6.Increase physical activity. At least 150 minutes per week of moderate aerobic (walking, swimming, cycling) physical activity (30 minutes per day, 5 times per week) or 75 minutes per week of vigorous physical activity, or a combination.

7. Monitor lipid metabolism indicators. In patients with very high CV risk, it is recommended to achieve a target low-density lipoprotein cholesterol (LDL-C) level of <1.8 mmol/L or reduce it by at least 50% if the baseline value was 1.8-3.5 mmol/L (ESC, 2016). For patients with high cardiovascular risk, it is recommended to achieve a target LDL-C level of <2.6 mmol/l or reduce it by at least 50% if the initial value was 2.6-5.1 mmol/l. In the remaining patients, the target LDL-C level is <3.0 mmol/l.

8. Limit alcohol intake. Less than 2 standard drinks (1 dose - 12 g/18 ml ethanol) per day for men and less than 1 standard dose for women per day, which is approximately equal to 330 ml of beer, or 150 ml of wine, or 45 ml of spirits.

9.Control glycemia. Glycated hemoglobin level < 6-6.5%.

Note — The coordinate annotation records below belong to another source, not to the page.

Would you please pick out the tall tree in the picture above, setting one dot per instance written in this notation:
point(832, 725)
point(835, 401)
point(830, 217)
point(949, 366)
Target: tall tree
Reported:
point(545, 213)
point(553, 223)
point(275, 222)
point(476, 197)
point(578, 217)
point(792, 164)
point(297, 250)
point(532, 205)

10. Avoid prolonged stressful situations.

Even small lifestyle changes can slow down premature aging of the heart and blood vessels. It's never too late to start living a healthy lifestyle. After a person develops signs of coronary artery disease, risk factors continue to act, contributing to the progression of the disease and worsening the prognosis, so their correction should be an integral part of treatment tactics.